Cocklebur: New & Selected Poems
By Erin Belieu
October 6, 2026
9798987585269 | $17.00 | Paperback | 88 Pages | 6 x 9
A career-spanning collection from an unflinching poet of extraordinary emotional precision.
In celebration of a major voice in American letters, Erin Belieu’s Cocklebur: New & Selected Poems gathers decades of work alongside a generous selection of new poems. Wide ranging in style, subject and structure, this collection confronts with unsentimental clarity both tender intimacies and grief, as well as the absurdities of what it is to be a human. Belieu considers with fierce emotional intelligence and intellectual rigor the power dynamics and quiet brutality often embedded in our domestic lives and national narratives.
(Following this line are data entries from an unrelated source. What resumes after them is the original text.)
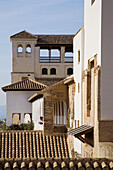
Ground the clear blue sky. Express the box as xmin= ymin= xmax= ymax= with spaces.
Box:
xmin=0 ymin=0 xmax=84 ymax=106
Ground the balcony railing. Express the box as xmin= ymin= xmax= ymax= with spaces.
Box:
xmin=40 ymin=56 xmax=73 ymax=63
xmin=65 ymin=56 xmax=73 ymax=63
xmin=40 ymin=57 xmax=60 ymax=63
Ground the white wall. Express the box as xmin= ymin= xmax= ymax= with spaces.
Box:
xmin=73 ymin=28 xmax=84 ymax=154
xmin=11 ymin=38 xmax=73 ymax=83
xmin=84 ymin=0 xmax=102 ymax=70
xmin=101 ymin=0 xmax=113 ymax=120
xmin=32 ymin=98 xmax=44 ymax=130
xmin=6 ymin=91 xmax=36 ymax=126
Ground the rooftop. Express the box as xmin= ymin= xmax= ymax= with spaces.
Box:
xmin=2 ymin=78 xmax=47 ymax=92
xmin=10 ymin=30 xmax=74 ymax=45
xmin=0 ymin=131 xmax=69 ymax=159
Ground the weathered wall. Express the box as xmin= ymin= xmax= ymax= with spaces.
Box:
xmin=101 ymin=0 xmax=113 ymax=120
xmin=44 ymin=84 xmax=67 ymax=134
xmin=32 ymin=98 xmax=44 ymax=130
xmin=84 ymin=0 xmax=102 ymax=70
xmin=11 ymin=39 xmax=73 ymax=83
xmin=6 ymin=91 xmax=35 ymax=126
xmin=73 ymin=28 xmax=84 ymax=154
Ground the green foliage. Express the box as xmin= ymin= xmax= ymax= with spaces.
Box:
xmin=7 ymin=122 xmax=34 ymax=130
xmin=2 ymin=122 xmax=6 ymax=130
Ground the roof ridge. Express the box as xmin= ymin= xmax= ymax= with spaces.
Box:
xmin=2 ymin=78 xmax=47 ymax=91
xmin=28 ymin=78 xmax=47 ymax=87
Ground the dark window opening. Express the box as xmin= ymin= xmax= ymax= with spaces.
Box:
xmin=26 ymin=44 xmax=31 ymax=54
xmin=90 ymin=60 xmax=94 ymax=69
xmin=67 ymin=68 xmax=73 ymax=75
xmin=91 ymin=0 xmax=95 ymax=5
xmin=18 ymin=44 xmax=23 ymax=53
xmin=42 ymin=68 xmax=48 ymax=75
xmin=50 ymin=68 xmax=56 ymax=75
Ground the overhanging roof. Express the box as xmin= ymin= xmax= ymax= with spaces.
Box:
xmin=2 ymin=78 xmax=47 ymax=92
xmin=68 ymin=125 xmax=93 ymax=137
xmin=67 ymin=125 xmax=94 ymax=147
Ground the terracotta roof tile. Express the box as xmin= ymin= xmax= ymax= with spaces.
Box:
xmin=37 ymin=35 xmax=74 ymax=45
xmin=0 ymin=158 xmax=112 ymax=170
xmin=2 ymin=78 xmax=47 ymax=92
xmin=0 ymin=131 xmax=69 ymax=159
xmin=10 ymin=30 xmax=37 ymax=39
xmin=10 ymin=30 xmax=74 ymax=45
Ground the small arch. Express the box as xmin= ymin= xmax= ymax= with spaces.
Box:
xmin=54 ymin=101 xmax=67 ymax=125
xmin=42 ymin=68 xmax=48 ymax=75
xmin=26 ymin=44 xmax=31 ymax=54
xmin=12 ymin=113 xmax=21 ymax=125
xmin=50 ymin=68 xmax=56 ymax=75
xmin=67 ymin=68 xmax=73 ymax=75
xmin=17 ymin=44 xmax=23 ymax=53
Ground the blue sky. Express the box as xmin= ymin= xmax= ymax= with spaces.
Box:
xmin=0 ymin=0 xmax=84 ymax=106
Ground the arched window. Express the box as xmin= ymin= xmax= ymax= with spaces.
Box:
xmin=24 ymin=113 xmax=32 ymax=123
xmin=54 ymin=101 xmax=67 ymax=125
xmin=12 ymin=113 xmax=21 ymax=125
xmin=50 ymin=68 xmax=56 ymax=75
xmin=42 ymin=68 xmax=48 ymax=75
xmin=26 ymin=44 xmax=31 ymax=54
xmin=17 ymin=44 xmax=23 ymax=53
xmin=67 ymin=68 xmax=73 ymax=75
Whether addressing sexuality, the sustainability of faith in one’s self or others, or American identity, the poems are penetrating and precise. Cocklebur is a portrait of a poet unafraid to look directly at our personal and collective histories—what they permit, what they erase, and what they ask us to carry.
Revelator
By Ellie Black
September 1, 2026
9798987585269 | $17.00 | Paperback | 88 Pages | 6 x 9
Ellie Black’s Revelator transforms shards of language, pop culture, and literature into tightly wound poems of excess and incantation.
Chosen by Dorothea Lasky as the winner of the 2026 APR/Honickman First Book Prize, Ellie Black’s debut collection, Revelator, glitches and falters, iterates and alludes. This is a book concerned deeply with what’s real, what’s fake, and what’s fantasy. With equal parts humor and horror, this fragmented, oracular collection explores the consequences of the increasingly blurry digital-physical landscape in which we find ourselves and its relationship to power, control, and what we worship. These poems transform shards of language, pop culture, and literature into a tightly wound poetics of excess engaged with an incantatory attention to sound. Famous women, teenage girls, movie characters, and reluctant prophets are victims, villains, and victors, sometimes all at once. Here, boundaries blur between high and low. Angels visit and animatronics come to life. Sylvia Plath, Lee Edelman, and Evil Dead II share space in a single poem. Revelation, this collection proposes, exists at the limits of confessional poetry, religious confession, the dramatic twist, and the divine promise of an apocalyptic ending. Revelator offers up a mirror to how we invent and perform ourselves on stages, on screens, and in our lives.